Lo showman: "Ecco perché stavo alla larga dalla tv pubblica". Finora. Ma il ritorno accende le trattative che finiscono su tutta la stampa. Spiazzando il conduttore

Rosario Fiorello
Rosario Fiorello
di Cristiano Sanna   -   Facebook: Cr.S. su Fb   Twitter: @Crikkosan

Lui la chiama sciabbarabba, termine social che imperversa da un po' e che starebbe a significare il momento in cui partono le reazioni incontrollate, senza senza e in preda all'agitazione. Ma quella sciabbarabba contiene un po' di dettagli che hanno infuocato il clima già surriscaldato in Rai che in questi giorni vive l'ennesimo caso Fazio, con la chiusura anticipata del suo programma del lunedì e la continua pressione per ridurgli i compensi. Per questo, quando Dagospia, poi ripreso da varia stampa (dal Secolo XIX fino a La Stampa e Repubblica) ha svelato che il ritorno nella tv di servizio pubblico Fiorello stava per avvenire a cifre deluxe, lo showman e presentatore siciliano non ha saputo trattenersi.

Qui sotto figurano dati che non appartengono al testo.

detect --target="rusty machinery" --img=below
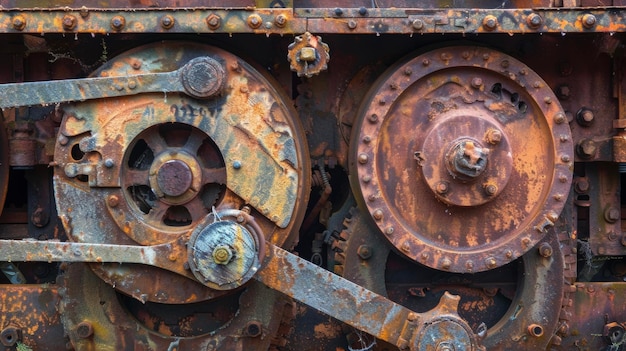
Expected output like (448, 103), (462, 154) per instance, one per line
(0, 0), (626, 351)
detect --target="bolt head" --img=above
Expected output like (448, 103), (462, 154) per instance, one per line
(357, 245), (372, 260)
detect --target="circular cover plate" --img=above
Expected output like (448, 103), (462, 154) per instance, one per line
(351, 47), (574, 272)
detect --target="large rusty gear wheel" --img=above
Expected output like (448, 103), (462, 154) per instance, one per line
(335, 208), (566, 350)
(350, 46), (574, 273)
(54, 42), (310, 350)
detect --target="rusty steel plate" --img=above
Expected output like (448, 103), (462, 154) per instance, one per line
(54, 42), (310, 303)
(350, 46), (574, 272)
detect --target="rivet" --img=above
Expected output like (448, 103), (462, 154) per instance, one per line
(57, 134), (70, 145)
(485, 184), (498, 196)
(582, 13), (596, 28)
(247, 13), (263, 29)
(11, 15), (26, 30)
(539, 243), (552, 258)
(483, 15), (498, 31)
(401, 242), (411, 252)
(76, 321), (93, 339)
(107, 195), (120, 207)
(359, 154), (369, 165)
(161, 15), (175, 29)
(526, 13), (543, 29)
(472, 77), (483, 89)
(435, 181), (450, 195)
(356, 245), (372, 260)
(206, 13), (222, 29)
(274, 14), (287, 28)
(372, 210), (383, 221)
(554, 112), (567, 124)
(411, 19), (424, 30)
(62, 15), (76, 30)
(111, 16), (126, 30)
(527, 324), (543, 338)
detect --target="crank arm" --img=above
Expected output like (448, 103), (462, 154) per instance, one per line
(0, 240), (486, 351)
(0, 57), (225, 109)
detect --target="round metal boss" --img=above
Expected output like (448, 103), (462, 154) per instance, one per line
(188, 220), (259, 290)
(350, 46), (574, 273)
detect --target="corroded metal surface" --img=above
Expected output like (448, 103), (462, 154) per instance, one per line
(336, 210), (564, 350)
(351, 47), (574, 272)
(50, 43), (307, 303)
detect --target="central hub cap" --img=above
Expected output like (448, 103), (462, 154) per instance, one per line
(156, 160), (193, 197)
(446, 138), (489, 180)
(415, 111), (513, 207)
(188, 216), (259, 290)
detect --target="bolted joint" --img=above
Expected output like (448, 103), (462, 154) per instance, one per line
(357, 245), (372, 260)
(0, 327), (22, 347)
(213, 245), (233, 265)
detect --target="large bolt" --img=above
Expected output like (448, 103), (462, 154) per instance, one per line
(576, 139), (598, 159)
(76, 321), (93, 339)
(576, 108), (595, 127)
(111, 16), (126, 31)
(0, 327), (21, 347)
(527, 324), (543, 338)
(356, 245), (372, 260)
(62, 15), (76, 30)
(539, 243), (552, 258)
(206, 13), (222, 29)
(248, 13), (263, 29)
(274, 15), (287, 28)
(526, 13), (543, 29)
(483, 15), (498, 31)
(11, 15), (26, 30)
(161, 15), (175, 29)
(156, 160), (193, 197)
(604, 207), (622, 223)
(213, 245), (233, 265)
(582, 13), (596, 29)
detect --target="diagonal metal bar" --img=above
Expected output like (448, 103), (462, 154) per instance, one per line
(255, 245), (410, 346)
(0, 71), (180, 108)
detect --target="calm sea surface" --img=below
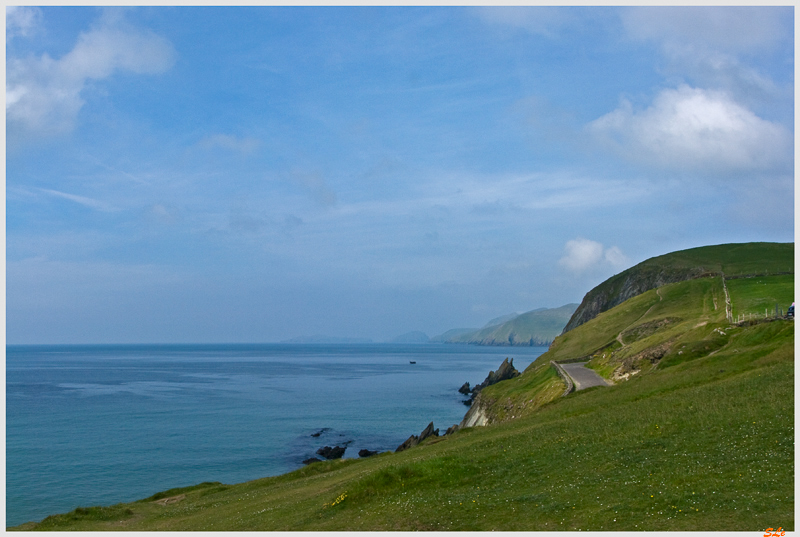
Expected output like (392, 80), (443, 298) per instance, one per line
(6, 344), (546, 526)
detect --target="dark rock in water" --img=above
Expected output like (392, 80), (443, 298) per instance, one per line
(394, 434), (419, 453)
(317, 446), (347, 460)
(459, 358), (520, 406)
(394, 422), (439, 453)
(419, 422), (439, 442)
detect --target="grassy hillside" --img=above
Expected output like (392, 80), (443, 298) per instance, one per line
(15, 244), (794, 532)
(564, 242), (794, 333)
(447, 304), (578, 346)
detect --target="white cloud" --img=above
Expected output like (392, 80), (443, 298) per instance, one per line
(620, 6), (794, 106)
(558, 238), (629, 274)
(6, 6), (42, 43)
(475, 6), (573, 37)
(588, 85), (792, 173)
(38, 188), (117, 212)
(621, 6), (793, 53)
(6, 14), (175, 134)
(199, 134), (260, 154)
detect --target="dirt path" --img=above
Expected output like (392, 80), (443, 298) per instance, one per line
(559, 362), (609, 391)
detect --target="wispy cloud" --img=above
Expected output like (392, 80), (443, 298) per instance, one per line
(6, 9), (175, 134)
(37, 188), (119, 212)
(474, 6), (575, 37)
(558, 238), (629, 274)
(588, 85), (792, 173)
(198, 134), (261, 154)
(6, 6), (42, 43)
(621, 6), (792, 53)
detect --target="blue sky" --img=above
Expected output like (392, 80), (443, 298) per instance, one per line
(6, 7), (794, 343)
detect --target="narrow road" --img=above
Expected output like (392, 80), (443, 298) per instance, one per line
(559, 362), (608, 391)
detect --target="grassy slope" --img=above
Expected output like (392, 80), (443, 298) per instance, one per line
(567, 242), (794, 330)
(727, 274), (794, 318)
(14, 244), (794, 532)
(15, 321), (794, 531)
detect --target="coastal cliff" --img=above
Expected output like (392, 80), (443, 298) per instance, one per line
(562, 242), (794, 334)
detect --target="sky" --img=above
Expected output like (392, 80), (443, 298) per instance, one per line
(5, 6), (794, 344)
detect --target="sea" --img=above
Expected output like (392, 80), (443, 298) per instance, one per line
(6, 344), (547, 526)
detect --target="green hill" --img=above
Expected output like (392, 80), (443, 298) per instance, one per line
(446, 304), (578, 346)
(15, 241), (795, 533)
(564, 242), (794, 332)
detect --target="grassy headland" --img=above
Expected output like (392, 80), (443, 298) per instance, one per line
(15, 245), (794, 532)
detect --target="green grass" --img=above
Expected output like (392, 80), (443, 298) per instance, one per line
(14, 321), (794, 531)
(13, 244), (794, 532)
(726, 274), (794, 318)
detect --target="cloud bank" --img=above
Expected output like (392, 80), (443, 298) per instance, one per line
(6, 14), (176, 134)
(588, 85), (792, 173)
(558, 238), (630, 274)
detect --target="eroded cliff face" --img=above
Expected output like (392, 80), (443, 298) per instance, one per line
(458, 394), (489, 429)
(562, 264), (716, 334)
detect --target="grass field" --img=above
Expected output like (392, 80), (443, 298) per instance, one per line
(15, 270), (794, 532)
(726, 274), (794, 319)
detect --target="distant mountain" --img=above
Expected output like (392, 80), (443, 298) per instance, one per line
(389, 330), (430, 343)
(430, 328), (478, 343)
(281, 336), (373, 345)
(564, 242), (794, 333)
(483, 308), (520, 328)
(445, 304), (578, 346)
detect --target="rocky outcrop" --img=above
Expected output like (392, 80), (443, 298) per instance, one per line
(317, 446), (347, 460)
(458, 394), (489, 429)
(458, 358), (520, 406)
(561, 252), (721, 334)
(395, 422), (439, 453)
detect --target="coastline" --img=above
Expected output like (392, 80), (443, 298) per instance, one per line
(7, 344), (546, 525)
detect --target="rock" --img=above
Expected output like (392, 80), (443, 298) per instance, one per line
(472, 358), (520, 399)
(419, 422), (439, 442)
(317, 446), (347, 460)
(444, 424), (459, 436)
(459, 358), (521, 407)
(394, 434), (419, 453)
(394, 422), (439, 453)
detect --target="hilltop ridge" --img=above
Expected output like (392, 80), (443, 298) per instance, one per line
(562, 242), (794, 333)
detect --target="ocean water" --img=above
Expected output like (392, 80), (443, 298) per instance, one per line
(6, 344), (546, 526)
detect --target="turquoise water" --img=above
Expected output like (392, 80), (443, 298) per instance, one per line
(6, 344), (546, 526)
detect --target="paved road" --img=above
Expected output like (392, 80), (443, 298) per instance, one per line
(560, 362), (608, 391)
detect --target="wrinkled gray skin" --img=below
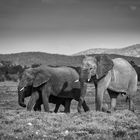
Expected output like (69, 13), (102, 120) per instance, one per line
(18, 66), (89, 112)
(18, 86), (72, 113)
(82, 55), (137, 111)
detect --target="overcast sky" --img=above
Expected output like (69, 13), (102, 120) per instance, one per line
(0, 0), (140, 55)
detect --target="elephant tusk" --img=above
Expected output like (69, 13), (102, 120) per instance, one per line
(20, 87), (24, 91)
(74, 79), (79, 82)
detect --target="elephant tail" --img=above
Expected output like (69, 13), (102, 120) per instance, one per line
(125, 95), (130, 102)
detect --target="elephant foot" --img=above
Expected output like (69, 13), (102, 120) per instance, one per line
(102, 104), (108, 112)
(107, 108), (116, 113)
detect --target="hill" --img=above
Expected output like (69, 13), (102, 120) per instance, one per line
(74, 44), (140, 57)
(0, 52), (82, 66)
(0, 47), (140, 66)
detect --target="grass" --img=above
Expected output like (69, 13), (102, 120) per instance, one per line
(0, 110), (140, 140)
(0, 83), (140, 140)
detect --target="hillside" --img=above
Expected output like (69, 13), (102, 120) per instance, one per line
(0, 52), (82, 66)
(74, 44), (140, 57)
(0, 45), (140, 66)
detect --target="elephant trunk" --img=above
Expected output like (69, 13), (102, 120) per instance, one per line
(80, 69), (91, 82)
(18, 90), (26, 107)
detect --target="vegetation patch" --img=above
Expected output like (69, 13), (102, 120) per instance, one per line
(0, 110), (140, 140)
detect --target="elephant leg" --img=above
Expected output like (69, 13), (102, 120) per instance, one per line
(77, 82), (87, 113)
(42, 83), (51, 112)
(95, 72), (111, 111)
(64, 99), (72, 113)
(107, 89), (119, 112)
(82, 100), (89, 112)
(54, 104), (60, 113)
(34, 98), (42, 111)
(27, 91), (39, 111)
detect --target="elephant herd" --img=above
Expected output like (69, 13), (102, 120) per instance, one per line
(18, 55), (138, 113)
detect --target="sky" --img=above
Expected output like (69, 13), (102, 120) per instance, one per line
(0, 0), (140, 55)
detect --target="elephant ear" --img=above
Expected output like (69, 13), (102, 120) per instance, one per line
(96, 55), (114, 79)
(33, 72), (51, 87)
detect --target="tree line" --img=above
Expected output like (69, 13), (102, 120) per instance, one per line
(0, 61), (40, 82)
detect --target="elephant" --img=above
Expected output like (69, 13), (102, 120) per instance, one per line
(18, 86), (72, 113)
(130, 60), (140, 81)
(79, 54), (137, 112)
(18, 65), (89, 112)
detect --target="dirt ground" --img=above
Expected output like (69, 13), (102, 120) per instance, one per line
(0, 82), (140, 140)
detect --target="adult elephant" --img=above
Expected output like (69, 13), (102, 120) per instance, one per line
(18, 65), (89, 112)
(130, 60), (140, 81)
(80, 55), (137, 111)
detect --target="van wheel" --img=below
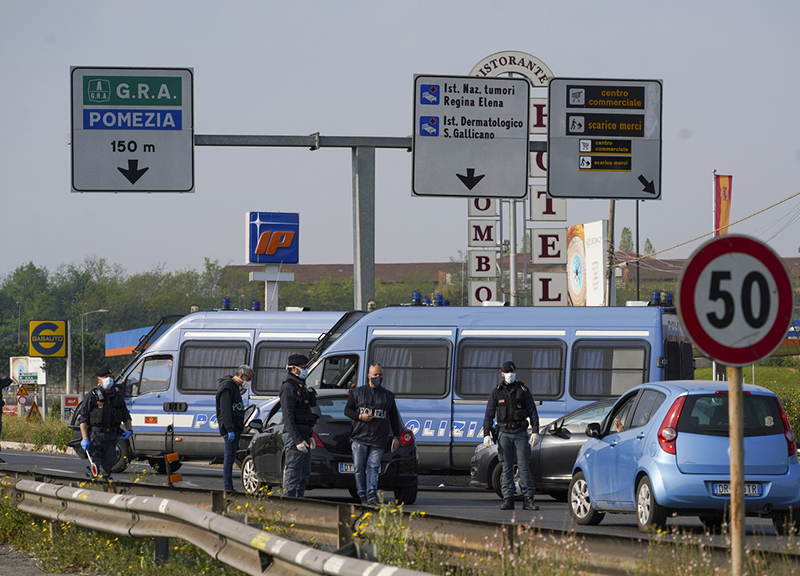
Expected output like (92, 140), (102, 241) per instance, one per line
(147, 458), (183, 474)
(636, 476), (667, 532)
(242, 454), (269, 496)
(569, 471), (605, 526)
(111, 438), (131, 473)
(492, 460), (522, 499)
(394, 482), (419, 505)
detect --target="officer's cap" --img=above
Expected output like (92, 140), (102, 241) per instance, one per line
(287, 354), (308, 366)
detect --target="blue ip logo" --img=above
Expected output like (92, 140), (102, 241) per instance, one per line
(419, 116), (439, 136)
(419, 84), (439, 104)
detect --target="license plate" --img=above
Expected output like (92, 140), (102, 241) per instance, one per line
(711, 482), (761, 496)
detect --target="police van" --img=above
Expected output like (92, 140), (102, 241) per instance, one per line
(306, 306), (694, 473)
(69, 310), (354, 472)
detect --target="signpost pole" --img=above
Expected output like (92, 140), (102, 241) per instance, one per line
(728, 366), (745, 576)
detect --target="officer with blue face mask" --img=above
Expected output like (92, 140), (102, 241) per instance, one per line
(280, 354), (317, 498)
(483, 360), (539, 510)
(78, 366), (133, 480)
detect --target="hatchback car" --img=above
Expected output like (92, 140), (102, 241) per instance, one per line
(469, 400), (614, 502)
(569, 381), (800, 533)
(242, 390), (419, 504)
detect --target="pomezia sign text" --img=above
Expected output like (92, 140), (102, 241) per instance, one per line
(71, 67), (194, 192)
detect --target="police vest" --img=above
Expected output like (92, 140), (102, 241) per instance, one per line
(495, 382), (528, 428)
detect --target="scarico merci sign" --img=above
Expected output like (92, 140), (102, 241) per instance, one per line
(28, 320), (67, 358)
(245, 212), (300, 264)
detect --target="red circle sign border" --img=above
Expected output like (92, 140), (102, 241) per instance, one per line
(678, 235), (794, 366)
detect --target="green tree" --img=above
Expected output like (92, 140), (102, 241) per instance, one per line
(619, 227), (633, 252)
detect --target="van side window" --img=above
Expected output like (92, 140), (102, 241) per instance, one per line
(456, 338), (567, 400)
(570, 340), (650, 400)
(178, 342), (250, 394)
(369, 339), (450, 398)
(251, 341), (316, 395)
(306, 356), (358, 389)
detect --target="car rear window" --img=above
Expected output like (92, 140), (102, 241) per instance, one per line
(678, 394), (784, 436)
(312, 396), (349, 422)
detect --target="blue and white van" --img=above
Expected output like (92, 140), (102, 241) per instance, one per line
(70, 310), (354, 472)
(307, 306), (694, 473)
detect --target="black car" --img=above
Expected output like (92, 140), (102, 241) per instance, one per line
(242, 390), (419, 504)
(469, 400), (614, 502)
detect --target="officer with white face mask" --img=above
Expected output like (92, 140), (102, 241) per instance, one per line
(78, 366), (133, 480)
(483, 360), (539, 510)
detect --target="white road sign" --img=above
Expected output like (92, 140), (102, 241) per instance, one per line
(678, 235), (794, 366)
(412, 75), (530, 198)
(547, 78), (662, 200)
(71, 66), (194, 192)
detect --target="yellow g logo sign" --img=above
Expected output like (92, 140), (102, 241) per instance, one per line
(28, 320), (67, 358)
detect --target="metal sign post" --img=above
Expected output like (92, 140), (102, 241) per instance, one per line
(678, 235), (794, 576)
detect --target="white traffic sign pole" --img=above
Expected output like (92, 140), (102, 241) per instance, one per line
(678, 235), (794, 576)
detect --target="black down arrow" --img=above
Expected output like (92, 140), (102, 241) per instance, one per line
(456, 168), (486, 190)
(117, 160), (150, 184)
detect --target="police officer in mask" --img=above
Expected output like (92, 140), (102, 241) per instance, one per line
(483, 360), (539, 510)
(280, 354), (317, 498)
(78, 366), (133, 480)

Diciassettemila euro per due minuti, e le altre indiscrezioni

Secondo le indiscrezioni trapelate dalle trattative in corso, e finora sempre smentite dal diretto interessato, Fiorello starebbe per chiudere un accordo con la tv pubblica che comprenderebbe uno show del lunedì in prima serata (da dove è stato fatto traslocare Fabio Fazio) una serie di pillole Web per RaiPlay e un programma settimanale in radio. "Dago" ha chiamato il tavolo da Briscola, qualcun altro lo ha seguito al volo e ci ha messo il carico, come si dice in gergo, svelando le cifre del cachet oggetto delle trattative: 100 mila euro a puntata, 17 mila per le sole pillole da due minuti ciascuna che andrebbero ad arricchire e movimentare il ricco archivio di RaiPlay. Le risposte di Fiorello sono arrivate, come d'abitudine, attraverso i suoi profili social. Su Facebook, tra il serio e l'ironico ha ribattuto: "Un motivo per cui sto lontano dalla Rai dal 2011 ci sarà". Poi: "17 mila euro per due minuti? Non mi svendo per così poco, io ne prendo 20 per un minuto. Ora diranno che prendo 9 miliardi, lo farei gratis ma non si può".

Rabbia e lavori in corso

Via Facebook e Instagram, Fiorello ha rincarato la dose. Prima punzecchiando i quotidiani La Stampa e La Repubblica che "sono del gruppo Gedi, fanno capo al Pd quindi in lotta contro la Rai di Lega e 5 Stelle". Poi ridimensionando il gossip avvelenato sul suo conto: "Mai parlato di soldi. Non ero previsto al posto di Fazio. Non lo avrei mai fatto". E dicendosi infastidito non tanto dalle cifre incontrollate che circolerebbero sul suo conto, quanto dall'essere stato definito furibondo. Ma i lavori procedono, e mentre Repubblica e La Stampa rispondono per le rime, confermando la bontà del loro lavoro e spiegando che sono espressione unicamente del gruppo Gedi (di cui fa parte anche la Radio Deejay per cui lavora lo showman) ancora Fiorello parla del progetto per RaiPlay che prende corpo. Sarà una specie di "testimonial" e farà "il vero varietà tutto mischiato". Quindi: spettacolo, interviste, letture di giornali, video. "Tenterò di fare contenuti mettendo insieme le mie esperienze". Bentornato in Rai, Fiorello. Tra i veleni, le voci incontrollate e il tritacarne che tocca tutti coloro hanno un nome di grande visibilità. E conseguente compenso.